The settlement remains subject to the approval of the Delaware PSC commissioners. Already signed on to the agreement are the Delaware Public Advocate, the Department of Natural Resources and Environmental Control, the Delaware Sustainable Energy Utility, the Mid-Atlantic Renewable Energy Coalition, and the Clean Air Council.
The settlement obligates Exelon to provide more than $51 million in direct benefits, as well as other provisions that promote the public interest. They include providing more than $49 million over 10 years in direct, monthly rate credits for Delmarva electric and gas customers and another $61.5 million in projected merger savings that will be reflected in rates during the next 10 years and beyond.
Exelon also will provide $2 million in funding for energy-efficiency programs for low-income customers and specific provisions to improve implementation of Delaware's energy efficiency efforts, including measures to ensure coordination among Delmarva Power, the Delaware Sustainable Energy Utility, the Department of Natural Resources and Environmental Control and other interested stakeholders.
It also committed to a new minimum standard of reliability by reducing the average duration of outages to 175 minutes or shorter by 2020, while at the same time substantially reducing capital spending. The current minimum standard for the average duration of outages is 295 minutes. The agreement also provides $2 million in funding by Exelon for a workforce development program with Delaware State University, the Delaware Technical Community College and other community-based organizations such as the United Way and Boys and Girls Club specifically focused on energy efficiency, renewable energy and Science, Technology, Energy and Math (STEM) education. It also must make a good faith effort to hire at least 83 union workers in Delaware and to protect compensation and benefits for current employees.
Finally the company agreed to maintain Delmarva Power's operational headquarters near Newark, Del., and other key sites in Wilmington and Millsboro and provide annual average charitable contributions and local community support that exceed Delmarva's 2013 contributions of $699,000 for 10 years after the merger, and continued support for supplier diversity and low-income assistance efforts.

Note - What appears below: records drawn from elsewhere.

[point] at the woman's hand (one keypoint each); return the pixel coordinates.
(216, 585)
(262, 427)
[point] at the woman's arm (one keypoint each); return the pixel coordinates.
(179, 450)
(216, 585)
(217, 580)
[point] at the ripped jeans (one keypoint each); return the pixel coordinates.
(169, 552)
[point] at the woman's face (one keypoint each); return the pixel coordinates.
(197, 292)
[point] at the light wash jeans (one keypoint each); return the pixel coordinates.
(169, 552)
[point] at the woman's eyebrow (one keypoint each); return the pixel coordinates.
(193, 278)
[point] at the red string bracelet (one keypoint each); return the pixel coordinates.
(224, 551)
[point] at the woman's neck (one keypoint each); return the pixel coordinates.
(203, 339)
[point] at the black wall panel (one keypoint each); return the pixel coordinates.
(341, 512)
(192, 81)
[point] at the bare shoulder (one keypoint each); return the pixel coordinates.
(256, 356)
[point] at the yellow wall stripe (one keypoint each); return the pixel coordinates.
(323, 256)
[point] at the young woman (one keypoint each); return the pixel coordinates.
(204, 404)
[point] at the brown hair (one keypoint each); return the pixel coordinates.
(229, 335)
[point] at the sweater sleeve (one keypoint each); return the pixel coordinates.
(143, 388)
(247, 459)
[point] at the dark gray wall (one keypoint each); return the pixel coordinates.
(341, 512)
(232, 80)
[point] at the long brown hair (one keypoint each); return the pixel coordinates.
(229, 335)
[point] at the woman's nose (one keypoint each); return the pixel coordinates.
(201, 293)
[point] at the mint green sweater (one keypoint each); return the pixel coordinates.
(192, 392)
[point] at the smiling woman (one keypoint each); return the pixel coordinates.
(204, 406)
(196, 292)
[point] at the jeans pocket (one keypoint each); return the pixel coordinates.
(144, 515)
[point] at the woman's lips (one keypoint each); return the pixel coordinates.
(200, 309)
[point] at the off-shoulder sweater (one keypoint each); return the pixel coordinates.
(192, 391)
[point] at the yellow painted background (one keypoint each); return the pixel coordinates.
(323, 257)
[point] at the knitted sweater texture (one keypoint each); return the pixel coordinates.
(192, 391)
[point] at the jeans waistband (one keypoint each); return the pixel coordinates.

New Jersey approved the transaction Feb. 11.
The U.S. Department of Justice has not ruled on the merger, but the federal antitrust waiting period has expired and the companies are free to close the deal once they receive the pending state-level approvals. Exelon may not be clear of DOJ scrutiny though, as the agency has asked multiple parties for information pertaining to how the transaction would affect construction of new generation capacity within the mid-Atlantic. Even if Exelon consummates the deal the DOJ could challenge the transaction after it closes.